Самое главное, что она отказывается посылать подкрепления. «Упрямая дура!» — в который уже раз за сегодня выругался наследный лорд Дар-Халем. Я всех ей достал, из-под земли вытащил, всех заговорщиков выскреб из тех щелей, куда они позабивались после провала переворота. Реорганизовал охрану дворца, потери в живой силе свел к минимуму, рационально использовав имеющихся у нас лекарей-калекарей. В конце концов я же этот дворец и взял, отбил у пяти рядов пехоты итано и лучших бойцов Дар-Гавиа. Почему тогда у меня нет чувства глубокого и полного удовлетворения, а такой тяжелый ком в животе и кошмарные сны в те несколько часов, на которые я позволяю себе уронить голову на подушку?

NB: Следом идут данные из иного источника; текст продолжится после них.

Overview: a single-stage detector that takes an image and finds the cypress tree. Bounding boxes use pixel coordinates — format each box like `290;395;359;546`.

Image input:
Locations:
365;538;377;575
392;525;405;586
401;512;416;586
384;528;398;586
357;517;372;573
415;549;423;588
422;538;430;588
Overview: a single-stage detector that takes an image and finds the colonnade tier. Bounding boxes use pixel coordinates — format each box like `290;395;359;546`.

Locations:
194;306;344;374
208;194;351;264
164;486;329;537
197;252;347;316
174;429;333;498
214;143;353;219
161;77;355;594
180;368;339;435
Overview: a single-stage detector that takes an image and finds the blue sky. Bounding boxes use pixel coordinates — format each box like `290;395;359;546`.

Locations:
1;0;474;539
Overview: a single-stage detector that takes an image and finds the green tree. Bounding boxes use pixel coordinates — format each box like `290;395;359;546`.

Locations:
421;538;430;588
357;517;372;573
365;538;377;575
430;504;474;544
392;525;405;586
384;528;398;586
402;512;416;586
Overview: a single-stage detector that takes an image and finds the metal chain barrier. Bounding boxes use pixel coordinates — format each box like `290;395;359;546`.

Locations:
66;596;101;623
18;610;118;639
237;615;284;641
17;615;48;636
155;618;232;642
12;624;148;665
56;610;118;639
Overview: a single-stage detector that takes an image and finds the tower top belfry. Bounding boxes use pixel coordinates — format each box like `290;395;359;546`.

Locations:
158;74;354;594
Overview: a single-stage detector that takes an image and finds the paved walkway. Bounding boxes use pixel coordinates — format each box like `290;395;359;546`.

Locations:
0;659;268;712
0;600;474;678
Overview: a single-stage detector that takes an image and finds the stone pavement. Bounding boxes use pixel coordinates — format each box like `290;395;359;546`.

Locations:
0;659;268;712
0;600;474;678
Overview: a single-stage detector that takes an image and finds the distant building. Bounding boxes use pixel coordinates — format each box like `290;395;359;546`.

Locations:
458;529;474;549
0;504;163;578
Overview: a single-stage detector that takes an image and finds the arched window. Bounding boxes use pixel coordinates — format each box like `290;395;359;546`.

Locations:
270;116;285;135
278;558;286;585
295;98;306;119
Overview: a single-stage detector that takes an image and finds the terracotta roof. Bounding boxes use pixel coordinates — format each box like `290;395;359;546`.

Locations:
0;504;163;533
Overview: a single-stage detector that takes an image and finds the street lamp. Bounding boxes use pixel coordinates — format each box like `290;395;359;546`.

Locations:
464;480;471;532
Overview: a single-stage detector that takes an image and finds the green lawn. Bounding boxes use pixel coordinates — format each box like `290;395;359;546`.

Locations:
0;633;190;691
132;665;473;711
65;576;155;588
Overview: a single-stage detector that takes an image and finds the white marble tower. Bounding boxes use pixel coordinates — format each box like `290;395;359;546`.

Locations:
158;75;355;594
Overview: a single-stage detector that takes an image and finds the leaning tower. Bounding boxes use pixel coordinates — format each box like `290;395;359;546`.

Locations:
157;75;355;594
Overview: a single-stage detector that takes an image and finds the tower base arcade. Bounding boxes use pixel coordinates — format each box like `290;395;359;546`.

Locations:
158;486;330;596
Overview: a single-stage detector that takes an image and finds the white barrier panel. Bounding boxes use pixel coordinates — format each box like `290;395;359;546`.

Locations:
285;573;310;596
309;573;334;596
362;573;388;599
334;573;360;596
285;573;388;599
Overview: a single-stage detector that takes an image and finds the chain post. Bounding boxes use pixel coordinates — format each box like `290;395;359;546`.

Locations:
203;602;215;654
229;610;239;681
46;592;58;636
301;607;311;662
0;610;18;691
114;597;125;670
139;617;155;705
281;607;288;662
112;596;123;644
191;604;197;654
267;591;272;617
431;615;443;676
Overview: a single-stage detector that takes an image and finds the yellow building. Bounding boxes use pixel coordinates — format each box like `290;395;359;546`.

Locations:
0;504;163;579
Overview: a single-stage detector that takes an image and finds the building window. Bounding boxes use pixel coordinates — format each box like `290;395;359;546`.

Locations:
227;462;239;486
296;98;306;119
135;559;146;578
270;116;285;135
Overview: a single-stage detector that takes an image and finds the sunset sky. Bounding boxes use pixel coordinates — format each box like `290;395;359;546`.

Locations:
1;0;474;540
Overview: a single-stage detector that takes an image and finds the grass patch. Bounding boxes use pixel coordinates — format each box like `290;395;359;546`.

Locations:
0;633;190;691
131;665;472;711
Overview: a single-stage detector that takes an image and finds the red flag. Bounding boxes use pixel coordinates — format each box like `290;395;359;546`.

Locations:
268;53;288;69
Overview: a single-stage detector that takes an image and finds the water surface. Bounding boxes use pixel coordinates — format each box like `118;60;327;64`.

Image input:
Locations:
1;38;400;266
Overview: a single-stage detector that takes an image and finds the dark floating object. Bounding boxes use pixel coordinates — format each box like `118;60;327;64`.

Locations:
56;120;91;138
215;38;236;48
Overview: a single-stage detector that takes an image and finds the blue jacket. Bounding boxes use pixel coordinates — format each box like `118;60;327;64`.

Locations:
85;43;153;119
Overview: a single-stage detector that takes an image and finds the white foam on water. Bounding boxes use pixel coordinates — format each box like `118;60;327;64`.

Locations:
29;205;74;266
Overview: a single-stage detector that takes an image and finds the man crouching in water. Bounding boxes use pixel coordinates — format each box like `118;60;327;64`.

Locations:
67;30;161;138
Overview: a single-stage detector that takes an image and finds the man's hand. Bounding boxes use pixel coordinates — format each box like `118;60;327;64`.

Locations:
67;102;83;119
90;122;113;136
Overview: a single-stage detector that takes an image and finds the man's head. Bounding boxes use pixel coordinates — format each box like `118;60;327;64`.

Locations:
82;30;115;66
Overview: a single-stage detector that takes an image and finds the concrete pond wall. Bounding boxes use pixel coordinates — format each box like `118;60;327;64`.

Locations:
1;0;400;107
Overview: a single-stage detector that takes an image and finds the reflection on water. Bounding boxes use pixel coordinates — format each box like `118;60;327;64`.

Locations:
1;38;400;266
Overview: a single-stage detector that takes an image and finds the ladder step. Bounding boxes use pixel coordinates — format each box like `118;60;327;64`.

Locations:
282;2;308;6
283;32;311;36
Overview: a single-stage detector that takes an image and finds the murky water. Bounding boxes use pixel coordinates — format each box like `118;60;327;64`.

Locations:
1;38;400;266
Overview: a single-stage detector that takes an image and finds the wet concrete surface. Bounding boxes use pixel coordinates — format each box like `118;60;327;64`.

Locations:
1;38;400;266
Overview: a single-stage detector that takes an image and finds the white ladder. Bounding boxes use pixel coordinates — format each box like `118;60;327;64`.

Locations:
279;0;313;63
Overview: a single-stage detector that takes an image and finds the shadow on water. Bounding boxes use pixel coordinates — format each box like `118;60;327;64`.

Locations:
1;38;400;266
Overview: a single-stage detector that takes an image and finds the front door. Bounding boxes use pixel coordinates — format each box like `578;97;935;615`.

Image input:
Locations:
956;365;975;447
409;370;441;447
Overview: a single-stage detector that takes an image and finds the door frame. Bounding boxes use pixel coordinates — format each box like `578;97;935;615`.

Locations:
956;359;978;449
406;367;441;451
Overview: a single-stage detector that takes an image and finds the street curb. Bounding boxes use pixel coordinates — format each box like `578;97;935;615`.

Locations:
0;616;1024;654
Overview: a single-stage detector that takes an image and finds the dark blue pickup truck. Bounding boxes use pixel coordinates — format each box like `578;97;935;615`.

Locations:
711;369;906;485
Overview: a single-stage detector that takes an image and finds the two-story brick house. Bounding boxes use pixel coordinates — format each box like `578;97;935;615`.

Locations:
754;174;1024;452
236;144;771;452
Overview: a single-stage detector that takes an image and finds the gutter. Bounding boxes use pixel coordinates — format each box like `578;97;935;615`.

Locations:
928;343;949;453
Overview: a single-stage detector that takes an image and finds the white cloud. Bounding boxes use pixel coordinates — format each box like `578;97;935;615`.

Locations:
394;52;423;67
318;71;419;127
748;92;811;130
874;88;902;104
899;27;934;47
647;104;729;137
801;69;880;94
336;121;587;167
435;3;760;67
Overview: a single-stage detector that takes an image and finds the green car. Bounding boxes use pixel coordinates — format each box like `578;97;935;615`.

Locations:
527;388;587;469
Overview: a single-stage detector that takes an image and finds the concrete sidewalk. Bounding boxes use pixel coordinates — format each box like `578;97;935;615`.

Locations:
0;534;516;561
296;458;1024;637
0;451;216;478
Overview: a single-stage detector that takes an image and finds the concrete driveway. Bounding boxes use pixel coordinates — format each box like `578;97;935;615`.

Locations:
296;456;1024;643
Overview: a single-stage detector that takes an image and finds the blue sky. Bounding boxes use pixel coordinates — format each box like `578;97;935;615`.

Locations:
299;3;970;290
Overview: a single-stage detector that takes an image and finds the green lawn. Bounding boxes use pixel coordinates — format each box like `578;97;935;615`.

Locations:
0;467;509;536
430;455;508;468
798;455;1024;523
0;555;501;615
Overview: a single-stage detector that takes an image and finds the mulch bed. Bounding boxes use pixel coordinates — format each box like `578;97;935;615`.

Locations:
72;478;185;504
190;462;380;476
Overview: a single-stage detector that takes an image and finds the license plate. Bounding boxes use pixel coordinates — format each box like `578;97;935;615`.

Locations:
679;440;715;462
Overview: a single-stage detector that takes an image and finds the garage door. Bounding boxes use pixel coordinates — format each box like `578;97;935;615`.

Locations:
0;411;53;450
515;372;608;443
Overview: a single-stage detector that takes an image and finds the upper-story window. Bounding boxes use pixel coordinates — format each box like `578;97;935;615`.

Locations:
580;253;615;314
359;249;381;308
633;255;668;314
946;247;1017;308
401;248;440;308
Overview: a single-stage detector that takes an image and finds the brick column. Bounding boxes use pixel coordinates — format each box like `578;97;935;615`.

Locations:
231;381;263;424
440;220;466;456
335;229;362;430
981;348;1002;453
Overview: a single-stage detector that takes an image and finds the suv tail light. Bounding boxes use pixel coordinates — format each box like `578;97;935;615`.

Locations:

Отец, отец… если бы я только мог все бросить и полететь к тебе на помощь! И ведь обрадовался, как дурак, когда королева схватила истасканный пергамент и нацарапала те две строчки! Звание маршала Аккалабата, в котором она тебе столько лет отказывала, вновь возвращено Дар-Халемам! Я думал, ты мною будешь гордиться. И забыл, что это вожделенное звание лишает возможности располагать собой. Завтра же ей скажу, что либо я буду приказывать по своему усмотрению, либо пусть ищет себе другого маршала!
Ничего я ей не скажу. Неоткуда ей взять другого маршала. Никто из даров, будь они хоть вдвое старше меня, не может за сорок минут взять Дар-Аккалу.